Mes exigences pour une juste politique migratoire

Je suis moi-même issue de l’immigration, comme de très nombreux Français. Je suis attachée à la tradition d’accueil de la France et à la richesse née de la diversité. Je combats fermement les visions étroites qui voudraient faire de l’immigration et de l’altérité une menace. Les migrations sont indissociables de l’histoire et de l’essence même de l’humanité.

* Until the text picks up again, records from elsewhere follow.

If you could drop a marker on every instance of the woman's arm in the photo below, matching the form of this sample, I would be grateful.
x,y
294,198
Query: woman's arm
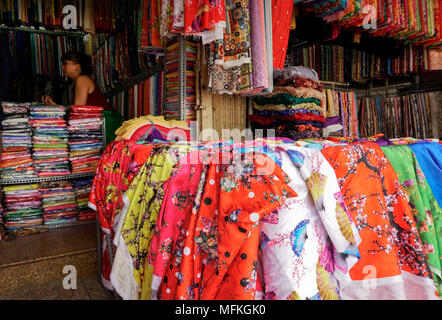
x,y
81,90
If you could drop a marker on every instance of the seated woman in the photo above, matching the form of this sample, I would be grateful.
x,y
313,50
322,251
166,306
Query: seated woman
x,y
78,67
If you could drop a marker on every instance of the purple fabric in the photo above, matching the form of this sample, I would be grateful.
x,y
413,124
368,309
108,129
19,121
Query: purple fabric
x,y
259,69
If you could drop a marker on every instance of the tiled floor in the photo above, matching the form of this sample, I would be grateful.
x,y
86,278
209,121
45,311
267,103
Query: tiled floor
x,y
87,289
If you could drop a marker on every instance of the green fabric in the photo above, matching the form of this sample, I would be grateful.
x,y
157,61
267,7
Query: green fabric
x,y
285,99
426,211
113,122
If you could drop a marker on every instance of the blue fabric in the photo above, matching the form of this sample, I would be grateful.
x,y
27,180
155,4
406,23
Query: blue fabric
x,y
429,156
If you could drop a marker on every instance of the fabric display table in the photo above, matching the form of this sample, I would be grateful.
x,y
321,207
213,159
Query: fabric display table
x,y
16,161
58,201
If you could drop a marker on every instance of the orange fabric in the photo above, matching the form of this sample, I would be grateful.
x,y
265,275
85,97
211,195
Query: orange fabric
x,y
217,255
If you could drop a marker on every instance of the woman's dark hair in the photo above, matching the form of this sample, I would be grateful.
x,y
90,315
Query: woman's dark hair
x,y
82,59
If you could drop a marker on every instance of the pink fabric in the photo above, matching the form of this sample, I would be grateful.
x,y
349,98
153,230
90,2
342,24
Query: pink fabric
x,y
177,204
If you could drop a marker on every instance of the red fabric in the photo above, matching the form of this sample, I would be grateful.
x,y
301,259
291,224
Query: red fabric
x,y
96,98
203,15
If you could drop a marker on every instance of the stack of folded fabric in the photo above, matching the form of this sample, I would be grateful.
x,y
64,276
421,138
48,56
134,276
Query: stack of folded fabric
x,y
82,188
22,206
86,138
295,109
50,142
16,161
59,204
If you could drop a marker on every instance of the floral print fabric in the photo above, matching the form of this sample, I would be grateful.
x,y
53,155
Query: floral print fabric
x,y
311,240
425,209
217,256
391,250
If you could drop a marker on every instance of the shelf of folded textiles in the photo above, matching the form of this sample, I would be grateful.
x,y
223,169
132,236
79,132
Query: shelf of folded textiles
x,y
52,178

Je suis également consciente des drames que les migrations peuvent occasionner quand le départ est subi ou que l’accueil n’est pas au rendez-vous. Députée membre de la commission des lois, je suis allée au Niger, j’ai rencontré les femmes, les enfants, les hommes victimes du trafic et de l’exil. J’ai également reçu à ma permanence de nombreuses personnes en situation irrégulière et vivant sous le coup d’une expulsion permanente alors qu’elles ont construit leur vie sur notre territoire depuis des années.

J’ai constaté aussi l’engorgement des services et des structures d’accueil occasionné par des procédures trop longues, des éloignements inappliqués ou par des demandes d’asile répétées de ressortissants de pays européens considérés comme sûrs.

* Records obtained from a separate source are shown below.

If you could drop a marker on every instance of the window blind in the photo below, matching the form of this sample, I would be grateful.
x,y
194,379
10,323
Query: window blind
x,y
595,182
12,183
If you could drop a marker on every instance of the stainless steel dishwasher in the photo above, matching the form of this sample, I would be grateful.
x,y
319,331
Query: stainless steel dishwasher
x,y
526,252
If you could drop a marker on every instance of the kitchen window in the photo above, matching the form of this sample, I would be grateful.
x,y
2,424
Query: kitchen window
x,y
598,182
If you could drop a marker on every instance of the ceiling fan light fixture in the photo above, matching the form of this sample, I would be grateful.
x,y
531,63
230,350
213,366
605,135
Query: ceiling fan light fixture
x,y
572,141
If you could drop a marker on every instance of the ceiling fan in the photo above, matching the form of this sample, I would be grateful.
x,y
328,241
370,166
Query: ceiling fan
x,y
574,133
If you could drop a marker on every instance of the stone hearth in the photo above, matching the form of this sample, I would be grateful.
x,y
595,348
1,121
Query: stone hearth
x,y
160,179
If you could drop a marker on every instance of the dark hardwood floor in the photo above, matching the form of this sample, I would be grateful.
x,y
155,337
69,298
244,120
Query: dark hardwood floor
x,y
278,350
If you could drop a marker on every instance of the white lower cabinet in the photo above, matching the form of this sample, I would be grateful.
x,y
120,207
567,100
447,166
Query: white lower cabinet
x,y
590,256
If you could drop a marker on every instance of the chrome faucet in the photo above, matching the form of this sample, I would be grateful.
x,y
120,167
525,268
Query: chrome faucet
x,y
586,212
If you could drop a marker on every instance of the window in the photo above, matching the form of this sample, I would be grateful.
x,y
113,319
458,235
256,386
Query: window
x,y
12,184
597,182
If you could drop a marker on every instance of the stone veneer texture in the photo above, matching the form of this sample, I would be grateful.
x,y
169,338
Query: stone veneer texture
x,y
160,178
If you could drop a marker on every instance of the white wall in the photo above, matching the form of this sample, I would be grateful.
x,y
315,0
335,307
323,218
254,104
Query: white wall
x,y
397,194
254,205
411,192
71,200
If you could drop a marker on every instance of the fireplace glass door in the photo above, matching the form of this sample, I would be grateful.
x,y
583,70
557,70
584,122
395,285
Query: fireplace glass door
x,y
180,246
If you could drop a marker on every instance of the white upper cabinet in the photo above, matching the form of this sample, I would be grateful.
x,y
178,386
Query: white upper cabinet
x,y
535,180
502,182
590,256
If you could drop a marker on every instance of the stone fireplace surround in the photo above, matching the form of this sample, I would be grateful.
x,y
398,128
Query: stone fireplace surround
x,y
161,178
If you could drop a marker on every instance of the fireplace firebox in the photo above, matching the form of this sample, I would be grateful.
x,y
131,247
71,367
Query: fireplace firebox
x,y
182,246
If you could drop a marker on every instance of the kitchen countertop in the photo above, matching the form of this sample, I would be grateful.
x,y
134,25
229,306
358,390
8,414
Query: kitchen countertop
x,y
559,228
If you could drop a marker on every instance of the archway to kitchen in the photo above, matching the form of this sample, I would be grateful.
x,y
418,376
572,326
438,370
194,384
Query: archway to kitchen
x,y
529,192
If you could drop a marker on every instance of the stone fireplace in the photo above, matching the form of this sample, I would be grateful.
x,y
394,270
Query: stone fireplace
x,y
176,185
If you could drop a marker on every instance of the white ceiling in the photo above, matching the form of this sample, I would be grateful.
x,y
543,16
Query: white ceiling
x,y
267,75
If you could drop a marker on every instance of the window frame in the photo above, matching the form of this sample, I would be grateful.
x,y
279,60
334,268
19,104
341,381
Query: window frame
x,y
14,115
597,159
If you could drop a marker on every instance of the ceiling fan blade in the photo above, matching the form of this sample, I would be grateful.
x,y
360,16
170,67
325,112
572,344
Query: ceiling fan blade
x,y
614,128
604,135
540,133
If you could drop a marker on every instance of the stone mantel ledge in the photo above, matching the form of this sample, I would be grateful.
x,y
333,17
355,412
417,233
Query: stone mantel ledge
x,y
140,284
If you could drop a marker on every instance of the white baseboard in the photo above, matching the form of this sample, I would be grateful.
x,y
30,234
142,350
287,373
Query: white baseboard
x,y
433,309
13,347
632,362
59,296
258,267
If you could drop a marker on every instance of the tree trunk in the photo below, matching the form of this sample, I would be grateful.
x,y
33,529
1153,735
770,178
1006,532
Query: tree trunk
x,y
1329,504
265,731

Je salue ainsi l’initiative du gouvernement de poser le débat de l’immigration en France afin de répondre à une situation dont personne ne peut se satisfaire en dépit des efforts qui ont été déjà réalisés pour réduire le temps des procédures, mieux accueillir et mieux appliquer les décisions d’éloignement.

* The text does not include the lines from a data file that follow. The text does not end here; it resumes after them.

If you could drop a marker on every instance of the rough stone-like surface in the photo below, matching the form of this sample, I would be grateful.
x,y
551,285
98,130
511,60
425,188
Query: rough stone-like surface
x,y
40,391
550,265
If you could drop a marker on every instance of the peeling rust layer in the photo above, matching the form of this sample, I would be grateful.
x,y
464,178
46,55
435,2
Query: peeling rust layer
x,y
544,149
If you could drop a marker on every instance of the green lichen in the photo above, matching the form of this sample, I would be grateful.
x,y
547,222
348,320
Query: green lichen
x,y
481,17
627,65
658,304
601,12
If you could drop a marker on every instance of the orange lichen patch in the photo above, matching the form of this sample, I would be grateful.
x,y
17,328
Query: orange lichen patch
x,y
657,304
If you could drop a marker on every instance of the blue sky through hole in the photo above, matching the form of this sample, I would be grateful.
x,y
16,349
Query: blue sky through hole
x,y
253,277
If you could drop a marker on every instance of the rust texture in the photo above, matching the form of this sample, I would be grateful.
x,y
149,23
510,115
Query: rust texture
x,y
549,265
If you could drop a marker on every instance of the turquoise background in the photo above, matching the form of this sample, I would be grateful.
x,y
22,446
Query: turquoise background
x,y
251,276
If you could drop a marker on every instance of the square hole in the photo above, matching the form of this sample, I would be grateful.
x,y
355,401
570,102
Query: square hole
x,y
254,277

C’est un sujet fondamental autant qu’il est sensible et je tiens ainsi à réaffirmer ce que je crois devoir être les éléments structurants de notre politique migratoire en France :

  • Le droit d’asile et l’Aide Médicale d’Etat ne sauraient en aucun cas être remis en cause: c’est le cœur même du contrat républicain qui nous lie mutuellement à toute personne vulnérable ou en danger.
  • Les moyens de l’intégration des personnes autorisées à rester sur le territoire doivent être renforcés : c’est la clé pour donner aux personnes accueillies la possibilité de contribuer au mieux à notre société, à vivre en sécurité et dans la dignité, ainsi même que Michel Rocard le soulignait dans son livre « Un pays comme le nôtre».
  • Les décisions de reconduite doivent être appliquées : c’est la condition indispensable pour que l’Etat de droit soit respecté. Cela est difficilement possible aujourd’hui notamment du fait de la saturation des Centres de Rétention Administrative et de leurs conditions d’accueil qu’il faut améliorer drastiquement, tout particulièrement pour les familles.
  • Les personnes présentes sur notre territoire depuis plusieurs années et pleinement intégrées à la République française doivent être régularisées : il n’est pas pensable que les limites de notre propre procédure soient la cause de drames supplémentaires.

C’est ce à quoi je serai vigilante dans les débats portant sur l’immigration.